Clinical Features, Laboratory Investigations, and Survival in Ocular Reticulum Cell Sarcoma

L. Neal Freeman; Andrew P. Schachat; David L. Knox; Ronald G. Michels; W. Richard Green

doi:10.1016/S0161-6420(87)33256-7

Clinical Features, Laboratory Investigations, and Survival in Ocular Reticulum Cell Sarcoma

L. Neal Freeman, Andrew P. Schachat, David L. Knox, Ronald G. Michels, W. Richard Green

School of Medicine

Research output: Contribution to journal › Article › peer-review

192 Scopus citations

Abstract

The authors report 32 cases of histologically proven ocular reticulum cell sarcoma (RCS). Follow-up data are available for all patients.

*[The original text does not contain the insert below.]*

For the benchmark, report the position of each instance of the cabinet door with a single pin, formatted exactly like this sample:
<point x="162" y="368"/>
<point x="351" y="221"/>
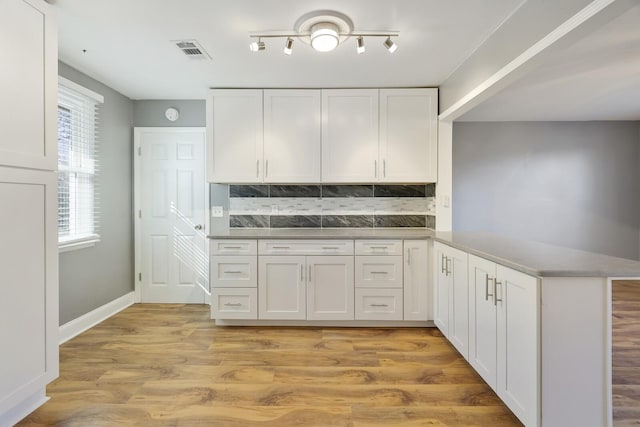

Twenty-six patients (81%) have died and the mean survival time was 20 months from the time of diagnosis of RCS. Diagnosis of ocular involvement was made by vitreous biopsy in 56% of cases, enucleation in 13%, and postmortem examination in 31%. The mean age at the time of diagnosis was 60 years. Central nervous system (CNS) involvement was present in 56% of patients, visceral involvement in 16%, and both CNS and visceral involvement in 6%. Isolated ocular disease occurred in 22% of patients. Results of head computed tomography (CT) and cerebrospinal fluid examination more often disclosed evidence of RCS than did body CT or nuclear medicine scans. Responses to treatment were variable, but prognosis for survival is poor.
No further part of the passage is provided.